Strangers in Strasbourg

It’s the weekend before classes start again and the one thing I really wanted to do was go on an adventure out of Paris. A few friends had originally planned on going to Marseilles, in the south of France, but the day before we were supposed to leave, things started to fall apart. Some friends backed out last minute. Then we tried to pay for our train tickets only to find that the rail company wouldn’t take foreign credit cards and we lost our seats. Thankfully, no one in France requires a reservation deposit and so our cancelled apartment stay and other rentals cost us nothing. But now it was Thursday mid day and our weekend was going to slip away from us.

Morgan and I looked for a nearby town we could visit for a few days and we came across Strasbourg. Just barely on the French side of the Franco-German border, we liked the looks of the town and found an overnight bus that would leave that evening. I contacted the owners of an apartment rental to see if we could stay there for a few days, but by the time our bus left the Paris station, we hadn’t heard back from the owners yet. We were being quite daring, but we knew it would work out.


We arrived in Strasbourg really early in the morning, but with an email saying the apartment was ours. That was close, but we started to breathe a little. Morgan and I wandered the streets of Strasbourg, discovering half-timbered houses bursting with flowers.
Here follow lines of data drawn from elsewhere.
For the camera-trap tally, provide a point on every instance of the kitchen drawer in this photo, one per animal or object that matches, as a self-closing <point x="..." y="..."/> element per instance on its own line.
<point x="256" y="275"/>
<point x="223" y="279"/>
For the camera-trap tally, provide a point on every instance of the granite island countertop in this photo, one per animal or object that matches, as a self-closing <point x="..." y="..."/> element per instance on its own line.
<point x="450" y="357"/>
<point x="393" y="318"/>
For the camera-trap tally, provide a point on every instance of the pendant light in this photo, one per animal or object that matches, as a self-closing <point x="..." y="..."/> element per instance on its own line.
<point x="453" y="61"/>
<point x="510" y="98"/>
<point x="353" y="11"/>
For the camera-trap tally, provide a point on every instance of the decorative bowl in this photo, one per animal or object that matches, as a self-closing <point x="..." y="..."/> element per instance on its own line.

We stumbled upon an early morning market where locals were selling the freshest Alsacian goodies. I snacked on some muscat grapes that were the sweetest grapes I have ever known.


The two of us then unloaded Strasbourg before taking a tour of the local chocolate factory, including a chocolate tasting workshop. Full of chocolate, we made our way back to the apartment, sorted out some plans and went to dinner at an Alsacian restaurant. We then picked up our friend Andre from the station, who will also be staying with us for the weekend.

We have very little in the way of solid plans for this weekend, but I guess that’s the luxury of being young and flexible, with only yourself to worry about.